By default the entire file is included in the "text" field of of the coverage report. You may want to remove this field before writing to disk to save space. This can be easily automated with Puppeteer, here is a simple script to record and save CSS coverage:

#!/usr/bin/node

const puppeteer = require('puppeteer');
const fs = require('fs');

async function get_coverage(){

    const browser = await puppeteer.launch({
        headless: false
    });

    const page = await browser.newPage();
    await page.setCacheEnabled(false);
    await page.setViewport({
        width: 1920,
        height: 1080
    })

    await page.coverage.startCSSCoverage();

    await page.goto( "https://lemonde.fr", {
        waitUntil: 'networkidle2',
    });

//---------------
//    interactions here
//---------------

    css_coverage = await page.coverage.stopCSSCoverage();

    // remove resource contents
    css_coverage.forEach( entry => delete entry.text)

    fs.writeFile("coverage_log", JSON.stringify( css_coverage ), err =>{
        if(err) {
            console.error(err);
            process.exit(1);
        }
    })

    await page.close();
    await browser.close();
}
get_coverage();

To get a more complete script, you can then add a command-line interface, exception handling, logging, etc.

Now, if you want a coverage report that covers a large number of pages, you can't either start recording and visit all the URLs or you can record independent coverage reports and aggregate them later. The former approach can rapidly become unpractical for large websites. The latter offers much more flexibility as you can easily add or remove a number of URLs from the analysis without having to re-crawl hundreds or thousands of pages.

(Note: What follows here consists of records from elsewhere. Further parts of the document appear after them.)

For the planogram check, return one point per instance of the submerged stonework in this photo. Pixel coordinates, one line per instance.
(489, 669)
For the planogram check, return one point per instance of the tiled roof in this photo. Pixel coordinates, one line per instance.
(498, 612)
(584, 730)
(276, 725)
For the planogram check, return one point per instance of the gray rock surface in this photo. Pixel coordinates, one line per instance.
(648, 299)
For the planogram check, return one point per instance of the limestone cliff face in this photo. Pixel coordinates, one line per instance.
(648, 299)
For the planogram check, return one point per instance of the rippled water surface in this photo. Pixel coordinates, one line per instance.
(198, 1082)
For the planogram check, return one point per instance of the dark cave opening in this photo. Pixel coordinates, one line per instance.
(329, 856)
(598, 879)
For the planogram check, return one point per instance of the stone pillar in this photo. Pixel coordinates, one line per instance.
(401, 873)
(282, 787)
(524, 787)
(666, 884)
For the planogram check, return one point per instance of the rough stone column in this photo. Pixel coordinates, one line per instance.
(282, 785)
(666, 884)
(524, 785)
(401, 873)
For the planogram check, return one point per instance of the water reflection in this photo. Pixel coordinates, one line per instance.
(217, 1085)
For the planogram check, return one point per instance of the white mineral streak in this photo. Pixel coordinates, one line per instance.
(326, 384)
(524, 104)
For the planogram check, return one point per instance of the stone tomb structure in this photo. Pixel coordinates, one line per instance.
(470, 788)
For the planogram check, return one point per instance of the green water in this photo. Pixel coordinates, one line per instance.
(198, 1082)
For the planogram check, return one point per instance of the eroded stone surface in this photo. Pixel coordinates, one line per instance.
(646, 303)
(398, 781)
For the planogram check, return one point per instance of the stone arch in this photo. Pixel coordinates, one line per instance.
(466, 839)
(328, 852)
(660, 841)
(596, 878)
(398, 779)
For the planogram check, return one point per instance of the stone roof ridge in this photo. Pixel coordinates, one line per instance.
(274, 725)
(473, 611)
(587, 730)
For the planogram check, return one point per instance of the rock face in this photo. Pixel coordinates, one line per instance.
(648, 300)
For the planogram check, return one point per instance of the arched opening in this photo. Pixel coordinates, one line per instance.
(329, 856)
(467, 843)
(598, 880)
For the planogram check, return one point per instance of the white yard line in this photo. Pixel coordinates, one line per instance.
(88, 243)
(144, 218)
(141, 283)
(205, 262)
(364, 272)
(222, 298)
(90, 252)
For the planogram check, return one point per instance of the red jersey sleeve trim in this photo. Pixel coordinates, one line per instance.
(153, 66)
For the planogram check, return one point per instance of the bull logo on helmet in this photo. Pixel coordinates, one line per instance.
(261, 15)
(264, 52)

For a static site or a site that is not very interactive, the process is straightforward:

Download the landing page of a website (or any other page in the website)
Record and save the CSS coverage
Extract all links to other parts of the website
Visit those pages and repeat the process
When no new URL is discovered, aggregate the results

#2 - Enumerating all the discoverable URLs

The next step after downloading a page is extracting all the urls from the HTML. One solution could have been to use Puppeteer to select all the link elements and get the href attribute. Another solution could be using an HTML parsing library like Beautiful Soup but it seemed unnecessary; after all, HTML is text and a couple of regexes should work fine.

# put every tag on its own line for easier parsing
sed -r 's/>/>
/g' "$i" |

# only keep the URLs from the link elements
grep -E 'href' | sed -r "s/.*href=["']([^ ]*)["'].*/\1/" |

# sort alphabetically and remove duplicate URLs
sort -u |

# exclude links to files, anchors
grep -vE 'css$|js$|ico$|png$|jpg$|json$|xml$|#' |

# transform absolute URLs into relative URLs
sed -r 's/https:\/\/(www\.)?lemonde\.fr//' |

# exlude all other domains
grep -Ev 'https?'

#3 - Aggregating results

At this point, all we have to do is:

For one stylesheet (ex: main.css), find all the .coverage files that contain a corresponding entry.
Concatenate all ranges of used bytes.

To easily parse json files from the command line we can use jq, then it is only a matter of sorting the ranges and "collapse" the overlapping ranges to get a final coverage report.

# read all coverage files
cat level_*/*.coverage |

# select only ranges that correspond to the url "https://lemonde.fr/main.css"
jq -r '.[] | 
    select(.url=="https://lemonde.fr/main.css") | 
    .ranges | 
    .[] | 
    "\(.start)-\(.end)"'  |

sort -t"-" -nu |

# "concatenate" consecutive overlapping ranges of numbers
awk -F'-' -v left=0 -v right=0 '

    NR==1{left=$1;right=$2} 
    NR>=2{ 
        if($1 < right) 
            right=$2
        else
            print left" "right
            left=$1
            right=$2

}'

At this point, all you need to do is a bit of arithmetic, i.e. add all the ranges together and compare to the file size in bytes.